$π$-PIC: a framework for modular particle-in-cell developments and simulations
Recently proposed modifications of the standard particle-in-cell (PIC) method resolve long-standing limitations such as exact preservation of physically conserved quantities and unbiased ensemble down-sampling. Such advances pave the way for next-generation PIC codes capable of using lower resolution and fewer particles per cell, enabling interactive studies on personal computers and facilitating large-scale parameter scans on supercomputers. Here, we present a Python-controlled framework which promotes the dissemination and adoption of novel PIC developments by providing a unified interface for accommodation, cross-testing, and comparison of PIC solvers and extensions written in Python or low-level languages like C++. To demonstrate the flexibility of the proposed interface, we present and test implementations of several PIC solvers, as well as extensions that are capable of managing absorbing boundaries, moving-window simulations, and tight focusing of laser pulses.
💡 Research Summary
The paper introduces π‑PIC, a modular particle‑in‑cell (PIC) framework designed to streamline the development, testing, and comparison of novel PIC algorithms and physics extensions. Recognizing that existing high‑performance PIC codes such as PIConGPU, Smilei, WarpX, and others excel in specific domains but present steep learning curves for adding new methods, the authors propose a unified interface that couples a Python front‑end with a pre‑compiled, multi‑threaded C++ back‑end via pybind11.

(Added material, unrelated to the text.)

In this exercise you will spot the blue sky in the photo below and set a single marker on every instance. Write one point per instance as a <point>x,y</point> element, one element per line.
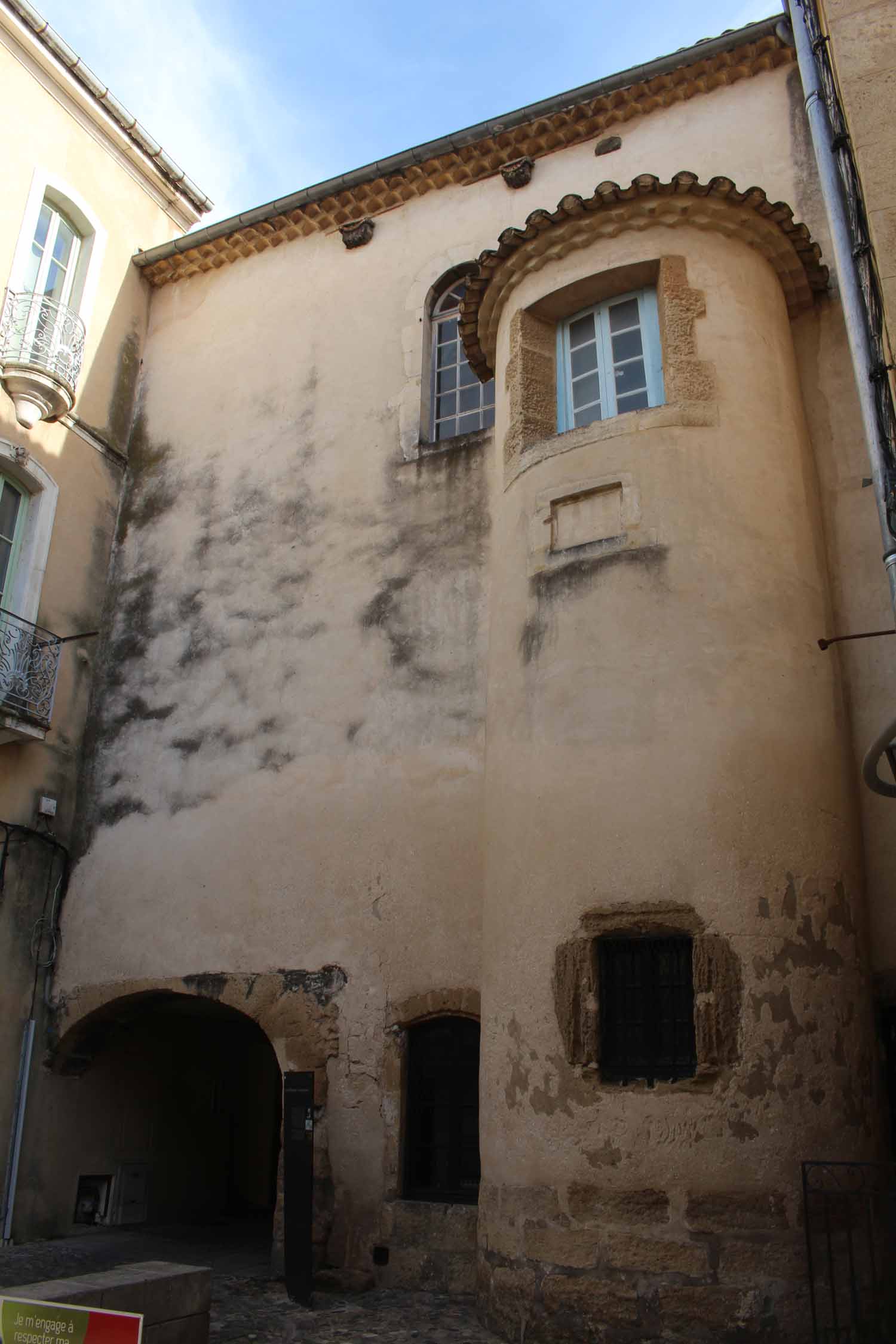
<point>256,100</point>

The architecture is organized into three interaction levels. The first level provides a Python API for creating simulation instances, initializing arbitrary particle distributions and electromagnetic fields, advancing the system, and performing runtime read/write of field and particle data. To avoid performance penalties, user‑defined callbacks are decorated with @cfunc, which compiles the Python code into efficient C++ kernels. The second level consists of “extensions,” modular handlers that execute custom operations on fields and particles at every time step. The paper demonstrates three extensions: a minimal‑masking absorbing boundary, a moving‑window that follows high‑speed beams or laser pulses, and a spatial‑to‑focus mapping for tightly focused laser pulses. Extensions can be written in either Python or C++ and are added to the simulation with a single add_handler() call.
The third level encompasses the actual PIC solvers. Each solver is composed of a particle_solver and a field_solver class, allowing independent or concurrent updates of particles and fields. The framework ships with several reference solvers, including a standard FDTD (finite‑difference time‑domain) solver, a spectral solver, and two energy‑conserving solvers (ec and ec2) originally described in Ref.